Thats the one I have.


----------



## fireatwill (Mar 7, 2006)

Thanks for all the help, ladies!


----------



## NaturallyME (Sep 9, 2007)

She might even be talking about the Maxiglide flatiron it has a steam feature also but its definately not 200 its more like 80 or so


----------



## nunu (Sep 9, 2007)

Quote:

   Originally Posted by *aerials* 

 
_Remington's Wet2Straight ?_

 
thats the 1 i have at home, it must've been this one


----------



## user79 (Sep 10, 2007)

I think those kind of irons must totally take a huge toll on the hair folicle.


----------



## Dizzy (Sep 12, 2007)

For the record, using Chi's on wet hair = bad idea.  Even damp hair.  The heat that Chi's get up to will damage hair (if the person isn't using a heat protectorant of some sort) that is dry as it is, never mind when hair is wet and in its most fragile state.  Ceramic plates or not, they're not meant to be used on wet or damp hair.

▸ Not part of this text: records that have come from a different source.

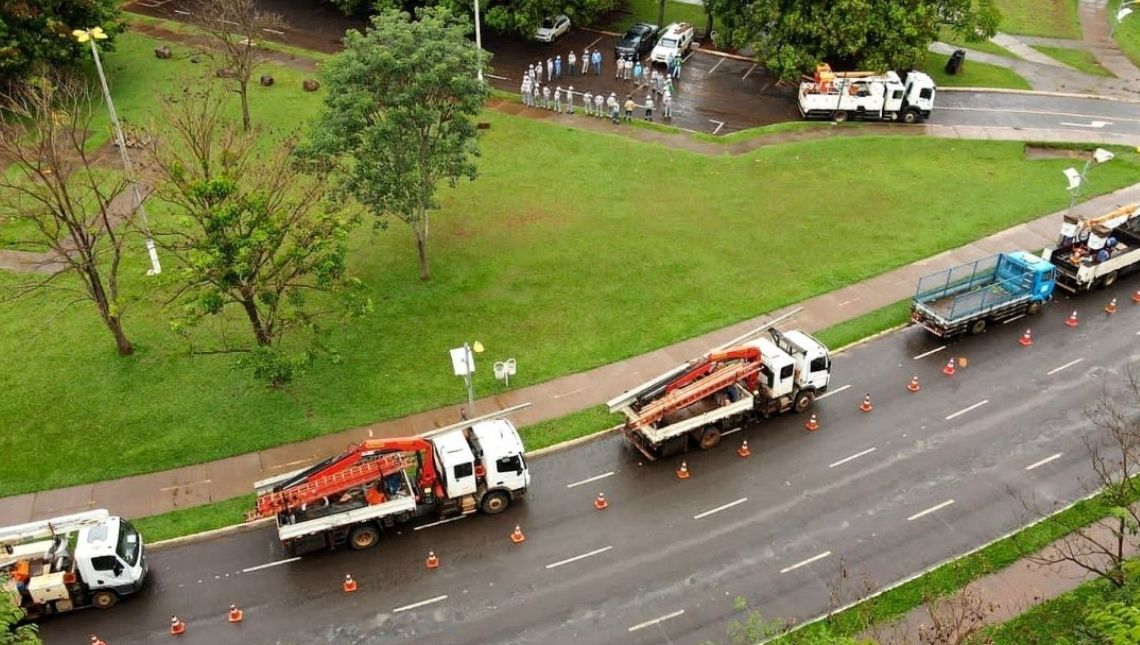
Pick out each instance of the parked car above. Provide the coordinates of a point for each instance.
(637, 41)
(552, 29)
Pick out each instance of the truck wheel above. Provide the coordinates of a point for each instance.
(363, 537)
(495, 501)
(104, 599)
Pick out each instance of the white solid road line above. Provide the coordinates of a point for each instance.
(806, 562)
(577, 557)
(260, 566)
(963, 410)
(1069, 364)
(929, 511)
(656, 620)
(593, 479)
(1043, 462)
(934, 351)
(836, 391)
(855, 456)
(420, 604)
(719, 508)
(438, 523)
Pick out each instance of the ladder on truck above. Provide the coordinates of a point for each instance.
(270, 504)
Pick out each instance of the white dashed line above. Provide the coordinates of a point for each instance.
(1043, 462)
(929, 511)
(656, 620)
(577, 557)
(719, 508)
(855, 456)
(963, 410)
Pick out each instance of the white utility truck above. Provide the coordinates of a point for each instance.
(87, 560)
(840, 96)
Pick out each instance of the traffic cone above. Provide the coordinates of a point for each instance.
(1026, 339)
(865, 406)
(743, 451)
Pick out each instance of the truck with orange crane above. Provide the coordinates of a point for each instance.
(754, 375)
(350, 499)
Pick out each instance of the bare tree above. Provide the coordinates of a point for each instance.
(55, 186)
(236, 25)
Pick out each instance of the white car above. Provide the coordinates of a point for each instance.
(552, 29)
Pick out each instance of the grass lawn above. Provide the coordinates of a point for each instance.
(1076, 58)
(1057, 18)
(972, 74)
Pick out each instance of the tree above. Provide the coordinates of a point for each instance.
(55, 186)
(790, 37)
(38, 32)
(399, 115)
(254, 231)
(236, 25)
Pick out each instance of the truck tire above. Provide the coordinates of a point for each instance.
(495, 503)
(364, 537)
(104, 599)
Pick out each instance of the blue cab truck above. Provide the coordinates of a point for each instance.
(970, 296)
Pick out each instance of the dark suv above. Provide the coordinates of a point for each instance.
(637, 42)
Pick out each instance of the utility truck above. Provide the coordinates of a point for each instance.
(755, 375)
(86, 560)
(970, 296)
(1093, 252)
(349, 499)
(840, 96)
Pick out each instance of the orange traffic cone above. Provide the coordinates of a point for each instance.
(743, 451)
(1026, 339)
(812, 425)
(865, 406)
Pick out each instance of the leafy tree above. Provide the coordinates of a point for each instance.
(39, 32)
(399, 113)
(792, 35)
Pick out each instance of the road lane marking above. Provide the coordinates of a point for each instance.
(656, 620)
(1043, 462)
(929, 511)
(963, 410)
(806, 562)
(593, 479)
(855, 456)
(437, 523)
(1069, 364)
(577, 557)
(260, 566)
(836, 391)
(934, 351)
(420, 604)
(719, 508)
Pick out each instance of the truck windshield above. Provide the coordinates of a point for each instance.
(129, 544)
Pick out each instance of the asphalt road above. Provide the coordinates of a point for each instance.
(922, 478)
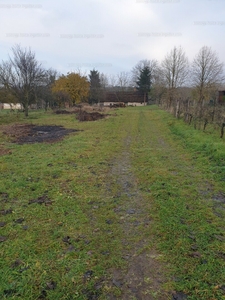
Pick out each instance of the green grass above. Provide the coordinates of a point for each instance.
(178, 171)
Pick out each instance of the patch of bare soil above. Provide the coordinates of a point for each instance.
(90, 116)
(29, 134)
(144, 276)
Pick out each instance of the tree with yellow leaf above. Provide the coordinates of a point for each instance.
(74, 85)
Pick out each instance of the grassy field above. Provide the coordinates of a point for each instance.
(135, 189)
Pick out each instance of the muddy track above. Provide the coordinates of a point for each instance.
(144, 275)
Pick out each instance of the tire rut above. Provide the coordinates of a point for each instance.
(144, 275)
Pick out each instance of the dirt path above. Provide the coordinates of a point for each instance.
(144, 275)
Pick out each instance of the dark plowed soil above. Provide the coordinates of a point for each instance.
(93, 116)
(29, 134)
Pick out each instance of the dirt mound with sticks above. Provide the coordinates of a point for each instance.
(29, 134)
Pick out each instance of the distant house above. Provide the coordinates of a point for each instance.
(10, 106)
(127, 97)
(221, 97)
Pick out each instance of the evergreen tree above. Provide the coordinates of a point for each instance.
(144, 81)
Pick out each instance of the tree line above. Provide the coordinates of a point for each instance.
(188, 90)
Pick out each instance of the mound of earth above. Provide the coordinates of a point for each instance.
(29, 134)
(66, 112)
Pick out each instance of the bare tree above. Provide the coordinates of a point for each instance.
(22, 74)
(152, 65)
(175, 69)
(207, 75)
(123, 80)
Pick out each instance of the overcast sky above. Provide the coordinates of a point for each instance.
(110, 36)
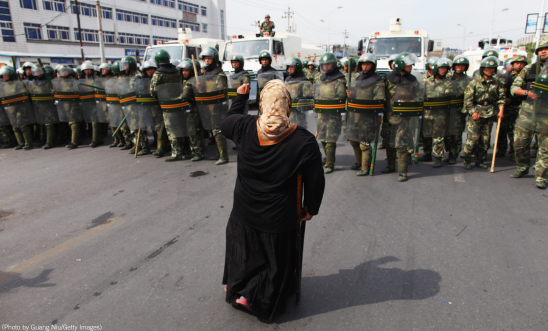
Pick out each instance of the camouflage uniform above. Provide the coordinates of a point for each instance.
(483, 97)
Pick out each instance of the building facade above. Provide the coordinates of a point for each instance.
(49, 28)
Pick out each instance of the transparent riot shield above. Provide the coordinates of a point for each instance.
(405, 113)
(145, 104)
(329, 104)
(43, 102)
(210, 94)
(115, 114)
(437, 102)
(101, 100)
(533, 114)
(16, 103)
(87, 100)
(176, 109)
(302, 104)
(365, 106)
(233, 82)
(128, 102)
(67, 99)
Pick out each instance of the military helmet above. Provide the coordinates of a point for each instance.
(368, 58)
(294, 62)
(430, 62)
(441, 63)
(128, 62)
(404, 59)
(210, 52)
(86, 65)
(37, 70)
(519, 58)
(7, 70)
(162, 56)
(239, 58)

Not to mention Chi's aren't suppose to be sold at CVS anyway, that's the huge issue with distributors making extra money by selling them to places that aren't allowed to have them.  The Guaranteed Real Campaign can tell you more about that though.


----------



## MissMcQueen (Oct 2, 2007)

*I have the *Remington's Wet2Straight
*also.  It is pretty good for a low grade flat iron. <3*


----------



## Bedhead1988 (Oct 24, 2007)

Quote:

   Originally Posted by *ruby_soho* 

 
_There's a wet straightner available at Sephora where you can straighten your hair without blow drying it at all. I think it's Tourmaline, and it's around $200. I think this is the one you're looking for._

 


i have this iron its called t3 tourmaline wet to dry it has holes on the side and its amazing 
	

	
	
		
		

		
			





 xxx


----------



## MxAxC-_ATTACK (Oct 24, 2007)

Quote:

   Originally Posted by *Pushpa* 

 
_um no that's moisture escaping..most irons which straighten hair wet are ceramic so they aren't 'frying' ur hair...its just drying ur hair at a rapid rate which releases steam_

 
nope. thats water basically BOILING off of your hair.. 

Flat ironing your hair while its wet is EXTREMELY bad for your hair!!!!!


----------



## MxAxC-_ATTACK (Oct 24, 2007)

Quote:

   Originally Posted by *Dizzy* 

 
_For the record, using Chi's on wet hair = bad idea.  Even damp hair.  The heat that Chi's get up to will damage hair (if the person isn't using a heat protectorant of some sort) that is dry as it is, never mind when hair is wet and in its most fragile state.  Ceramic plates or not, they're not meant to be used on wet or damp hair.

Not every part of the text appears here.